SELECT * FROM station_rental_types

 * postgresql://itversity_sms_user:***@m01.itversity.com:5433/itversity_sms_db
0 rows affected.


station_rental_type_id,station_id,rental_type


In [26]:
# We do not need the original REST payload to validate.
# The function accepts connection, data frame and table name.
# We can validate by using connection, simple data frame 
  # and any valid table which is consistent with the data frame.
df = pd.DataFrame([
    {'station_id': 1, 'rental_type': 'KEY'},
    {'station_id': 1, 'rental_type': 'CREDIT CARD'},
    {'station_id': 2, 'rental_type': 'KEY'},
    {'station_id': 2, 'rental_type': 'CREDIT CARD'}
])

connection = get_pg_connection(
    host=postgres_host,
    port=postgres_port,
    database=f'{username}_sms_db',
    user=f'{username}_sms_user',
    password=password
)

load_df_to_table(connection, df, 'station_rental_types')

In [27]:
%%sql

SELECT * FROM station_rental_types

 * postgresql://itversity_sms_user:***@m01.itversity.com:5433/itversity_sms_db
4 rows affected.


station_rental_type_id,station_id,rental_type
29,1,KEY
30,1,CREDIT CARD
31,2,KEY
32,2,CREDIT CARD


Here is the core logic to load a data frame into a table.

```python
def load_df_to_table(conn, df, table_name):
    cursor = connection.cursor()
    data = [tuple(value) for value in df.values]
    columns = ', '.join(df.columns)
    values_clause = ', '.join(['%s'] * len(df.columns))
    query = f"""
        INSERT INTO 
        {table_name} ({columns})
        VALUES ({values_clause})
        """
    cursor.executemany(query, data)
    connection.commit()
    cursor.close()
```

Here are some of the issues with the above logic.
* We are not logging the progress of the process.
* The code is not handling any exceptions.
* Data is being inserted using `executemany` all at once.
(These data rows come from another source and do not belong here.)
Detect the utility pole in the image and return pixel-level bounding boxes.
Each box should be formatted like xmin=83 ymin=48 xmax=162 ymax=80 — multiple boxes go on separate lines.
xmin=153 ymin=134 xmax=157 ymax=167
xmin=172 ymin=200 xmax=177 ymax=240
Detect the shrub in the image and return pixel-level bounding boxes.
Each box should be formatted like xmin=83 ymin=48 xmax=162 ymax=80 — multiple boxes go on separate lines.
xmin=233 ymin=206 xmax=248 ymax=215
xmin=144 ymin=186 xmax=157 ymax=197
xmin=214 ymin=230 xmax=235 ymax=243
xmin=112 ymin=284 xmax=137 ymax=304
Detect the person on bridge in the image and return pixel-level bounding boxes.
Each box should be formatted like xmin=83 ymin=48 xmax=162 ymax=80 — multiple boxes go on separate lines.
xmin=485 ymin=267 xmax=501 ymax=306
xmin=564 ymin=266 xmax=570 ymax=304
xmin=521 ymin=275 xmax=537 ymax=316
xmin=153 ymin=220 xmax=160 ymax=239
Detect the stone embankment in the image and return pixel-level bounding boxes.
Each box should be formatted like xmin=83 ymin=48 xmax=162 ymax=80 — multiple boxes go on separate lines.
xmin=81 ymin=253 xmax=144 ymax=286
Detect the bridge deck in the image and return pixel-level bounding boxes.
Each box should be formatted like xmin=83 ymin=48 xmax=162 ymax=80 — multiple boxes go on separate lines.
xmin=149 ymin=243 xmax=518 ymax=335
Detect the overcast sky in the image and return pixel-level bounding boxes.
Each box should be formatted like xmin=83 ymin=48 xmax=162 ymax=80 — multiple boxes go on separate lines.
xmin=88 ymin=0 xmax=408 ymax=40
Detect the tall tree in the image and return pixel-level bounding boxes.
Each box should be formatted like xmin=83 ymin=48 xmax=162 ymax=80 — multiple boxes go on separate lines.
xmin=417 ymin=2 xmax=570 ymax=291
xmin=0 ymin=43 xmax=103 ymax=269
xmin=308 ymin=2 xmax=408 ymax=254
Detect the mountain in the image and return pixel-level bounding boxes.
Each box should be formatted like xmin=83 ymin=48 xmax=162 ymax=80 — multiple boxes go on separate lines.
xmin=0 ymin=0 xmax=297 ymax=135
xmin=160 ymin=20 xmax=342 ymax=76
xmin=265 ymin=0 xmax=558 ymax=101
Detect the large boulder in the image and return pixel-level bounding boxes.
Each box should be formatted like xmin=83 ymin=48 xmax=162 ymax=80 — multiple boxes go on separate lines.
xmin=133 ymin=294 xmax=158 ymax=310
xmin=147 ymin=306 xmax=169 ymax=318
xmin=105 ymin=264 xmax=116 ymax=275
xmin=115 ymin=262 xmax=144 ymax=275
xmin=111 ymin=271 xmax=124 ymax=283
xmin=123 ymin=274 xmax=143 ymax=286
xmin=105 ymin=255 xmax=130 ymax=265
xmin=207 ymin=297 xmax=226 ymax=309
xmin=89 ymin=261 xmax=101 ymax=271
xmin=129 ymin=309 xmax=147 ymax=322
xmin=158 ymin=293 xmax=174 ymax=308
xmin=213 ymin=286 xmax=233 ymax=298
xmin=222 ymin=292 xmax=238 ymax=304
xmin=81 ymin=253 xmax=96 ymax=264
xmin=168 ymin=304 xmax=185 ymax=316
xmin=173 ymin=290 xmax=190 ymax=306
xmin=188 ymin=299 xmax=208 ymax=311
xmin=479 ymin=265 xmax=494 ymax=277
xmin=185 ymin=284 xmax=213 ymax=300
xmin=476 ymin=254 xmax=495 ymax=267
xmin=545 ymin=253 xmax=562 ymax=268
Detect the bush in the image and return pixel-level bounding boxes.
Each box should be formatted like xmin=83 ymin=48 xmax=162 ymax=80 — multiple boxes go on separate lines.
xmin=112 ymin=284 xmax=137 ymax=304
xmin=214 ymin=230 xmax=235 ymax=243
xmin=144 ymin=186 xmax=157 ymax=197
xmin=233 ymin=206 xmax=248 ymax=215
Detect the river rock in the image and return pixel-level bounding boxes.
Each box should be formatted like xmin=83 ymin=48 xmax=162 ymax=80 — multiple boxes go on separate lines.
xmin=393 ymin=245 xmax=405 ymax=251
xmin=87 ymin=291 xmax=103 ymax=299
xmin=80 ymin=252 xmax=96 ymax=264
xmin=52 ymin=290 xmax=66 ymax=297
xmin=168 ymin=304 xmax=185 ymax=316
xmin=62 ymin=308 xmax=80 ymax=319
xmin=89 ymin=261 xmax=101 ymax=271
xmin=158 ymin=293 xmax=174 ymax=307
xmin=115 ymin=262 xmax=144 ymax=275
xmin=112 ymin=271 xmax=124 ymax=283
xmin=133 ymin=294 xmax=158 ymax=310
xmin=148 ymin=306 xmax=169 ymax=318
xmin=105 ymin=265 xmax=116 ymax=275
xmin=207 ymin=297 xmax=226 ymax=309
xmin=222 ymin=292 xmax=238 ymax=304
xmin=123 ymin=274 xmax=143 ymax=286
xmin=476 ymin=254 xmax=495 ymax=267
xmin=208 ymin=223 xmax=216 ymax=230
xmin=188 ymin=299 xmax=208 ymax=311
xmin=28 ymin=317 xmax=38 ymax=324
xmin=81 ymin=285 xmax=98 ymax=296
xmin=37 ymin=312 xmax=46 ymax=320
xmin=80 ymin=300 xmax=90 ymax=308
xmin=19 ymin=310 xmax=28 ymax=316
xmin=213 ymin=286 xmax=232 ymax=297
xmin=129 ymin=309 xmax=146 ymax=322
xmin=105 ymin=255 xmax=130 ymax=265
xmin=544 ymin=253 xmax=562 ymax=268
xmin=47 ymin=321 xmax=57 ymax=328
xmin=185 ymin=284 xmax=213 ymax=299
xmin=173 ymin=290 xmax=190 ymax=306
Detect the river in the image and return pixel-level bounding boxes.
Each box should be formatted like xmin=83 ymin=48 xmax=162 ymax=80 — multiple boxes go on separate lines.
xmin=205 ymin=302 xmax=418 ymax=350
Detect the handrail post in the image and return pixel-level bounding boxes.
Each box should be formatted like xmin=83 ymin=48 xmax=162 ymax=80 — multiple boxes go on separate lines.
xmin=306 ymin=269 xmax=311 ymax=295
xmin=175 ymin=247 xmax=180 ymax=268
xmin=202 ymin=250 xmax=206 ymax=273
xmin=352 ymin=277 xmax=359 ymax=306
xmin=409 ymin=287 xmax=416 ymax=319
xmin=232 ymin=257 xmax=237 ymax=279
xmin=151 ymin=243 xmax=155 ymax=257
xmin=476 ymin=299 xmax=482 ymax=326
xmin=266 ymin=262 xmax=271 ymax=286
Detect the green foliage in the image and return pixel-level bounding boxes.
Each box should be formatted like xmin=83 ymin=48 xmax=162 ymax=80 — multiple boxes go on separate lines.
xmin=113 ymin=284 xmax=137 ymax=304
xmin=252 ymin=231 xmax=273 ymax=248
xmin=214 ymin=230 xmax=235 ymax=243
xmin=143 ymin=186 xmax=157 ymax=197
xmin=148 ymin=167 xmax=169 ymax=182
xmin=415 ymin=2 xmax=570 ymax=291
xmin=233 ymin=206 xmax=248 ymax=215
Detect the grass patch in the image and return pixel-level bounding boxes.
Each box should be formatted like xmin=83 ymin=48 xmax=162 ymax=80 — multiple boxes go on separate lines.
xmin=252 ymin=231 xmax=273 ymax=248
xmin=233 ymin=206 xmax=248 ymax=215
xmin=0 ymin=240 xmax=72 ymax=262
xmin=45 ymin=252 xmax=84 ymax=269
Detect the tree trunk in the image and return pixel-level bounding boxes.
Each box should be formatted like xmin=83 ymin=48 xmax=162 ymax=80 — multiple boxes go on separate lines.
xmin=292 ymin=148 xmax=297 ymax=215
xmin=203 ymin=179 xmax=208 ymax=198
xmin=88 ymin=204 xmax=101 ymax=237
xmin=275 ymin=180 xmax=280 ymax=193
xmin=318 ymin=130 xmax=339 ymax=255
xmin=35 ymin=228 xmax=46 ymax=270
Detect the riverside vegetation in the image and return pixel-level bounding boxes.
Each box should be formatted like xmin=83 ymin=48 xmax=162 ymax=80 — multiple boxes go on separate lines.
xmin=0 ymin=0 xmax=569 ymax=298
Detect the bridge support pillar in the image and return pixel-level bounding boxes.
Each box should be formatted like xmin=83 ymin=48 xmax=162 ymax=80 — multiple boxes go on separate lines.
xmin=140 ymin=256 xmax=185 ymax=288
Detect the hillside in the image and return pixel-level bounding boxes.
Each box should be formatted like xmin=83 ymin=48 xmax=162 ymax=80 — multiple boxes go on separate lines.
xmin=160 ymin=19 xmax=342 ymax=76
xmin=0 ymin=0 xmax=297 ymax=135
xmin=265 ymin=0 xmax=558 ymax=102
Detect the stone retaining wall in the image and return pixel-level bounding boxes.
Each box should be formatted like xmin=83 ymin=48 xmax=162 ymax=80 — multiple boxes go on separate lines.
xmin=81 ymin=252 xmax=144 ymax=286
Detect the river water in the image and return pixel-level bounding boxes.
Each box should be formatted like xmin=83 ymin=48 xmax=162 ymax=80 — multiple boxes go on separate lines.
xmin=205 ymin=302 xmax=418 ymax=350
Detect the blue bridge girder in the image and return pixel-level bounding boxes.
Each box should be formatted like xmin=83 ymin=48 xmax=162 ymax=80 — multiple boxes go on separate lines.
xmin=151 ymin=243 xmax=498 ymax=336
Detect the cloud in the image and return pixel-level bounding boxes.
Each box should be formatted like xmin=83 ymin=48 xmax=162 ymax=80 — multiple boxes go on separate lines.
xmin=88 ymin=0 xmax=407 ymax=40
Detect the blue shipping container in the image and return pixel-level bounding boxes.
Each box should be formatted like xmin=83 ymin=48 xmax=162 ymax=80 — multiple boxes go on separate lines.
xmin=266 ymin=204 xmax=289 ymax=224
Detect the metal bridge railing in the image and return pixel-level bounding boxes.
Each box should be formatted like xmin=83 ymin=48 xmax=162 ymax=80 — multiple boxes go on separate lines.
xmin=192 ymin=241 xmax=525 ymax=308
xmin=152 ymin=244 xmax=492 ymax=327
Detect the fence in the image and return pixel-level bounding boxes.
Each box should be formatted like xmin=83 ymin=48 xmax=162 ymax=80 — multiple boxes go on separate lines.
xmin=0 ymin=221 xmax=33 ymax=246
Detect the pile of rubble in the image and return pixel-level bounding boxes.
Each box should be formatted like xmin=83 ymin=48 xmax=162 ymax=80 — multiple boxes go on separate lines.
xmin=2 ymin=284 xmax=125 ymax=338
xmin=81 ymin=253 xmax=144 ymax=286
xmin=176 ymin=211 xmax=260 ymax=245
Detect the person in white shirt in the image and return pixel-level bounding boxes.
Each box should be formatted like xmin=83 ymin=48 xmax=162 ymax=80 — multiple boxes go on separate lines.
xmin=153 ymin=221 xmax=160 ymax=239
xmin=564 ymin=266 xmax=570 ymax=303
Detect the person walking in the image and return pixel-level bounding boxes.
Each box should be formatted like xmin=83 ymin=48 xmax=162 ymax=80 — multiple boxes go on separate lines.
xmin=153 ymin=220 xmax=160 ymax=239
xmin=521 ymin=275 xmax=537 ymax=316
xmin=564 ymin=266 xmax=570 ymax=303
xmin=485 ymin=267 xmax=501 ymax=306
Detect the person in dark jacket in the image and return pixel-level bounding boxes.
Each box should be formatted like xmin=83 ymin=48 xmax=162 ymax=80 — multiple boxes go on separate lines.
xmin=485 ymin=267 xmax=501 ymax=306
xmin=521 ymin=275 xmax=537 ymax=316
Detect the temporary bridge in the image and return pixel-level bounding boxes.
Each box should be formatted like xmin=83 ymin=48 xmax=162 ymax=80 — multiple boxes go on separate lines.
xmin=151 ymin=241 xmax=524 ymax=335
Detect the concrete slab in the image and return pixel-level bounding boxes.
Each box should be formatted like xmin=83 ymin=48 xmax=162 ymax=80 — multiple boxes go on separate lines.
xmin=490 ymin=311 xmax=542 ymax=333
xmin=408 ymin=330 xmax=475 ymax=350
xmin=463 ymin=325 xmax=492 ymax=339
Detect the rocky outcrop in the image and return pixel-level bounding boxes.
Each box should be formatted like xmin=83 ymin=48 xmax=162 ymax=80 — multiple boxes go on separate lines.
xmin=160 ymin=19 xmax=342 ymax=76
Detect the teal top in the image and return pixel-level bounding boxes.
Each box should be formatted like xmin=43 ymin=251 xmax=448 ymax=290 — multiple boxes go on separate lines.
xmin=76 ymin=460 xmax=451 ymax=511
If we have to deal with a very large data set, this might not be the most effective solution. 
* If you are not sure, please review our content related to database programming for batch operations as part of **18_database_programming_batch_operations**.
* As we have only one function for all the tables, it will be easier to close those gaps in this function compared to primitive solution.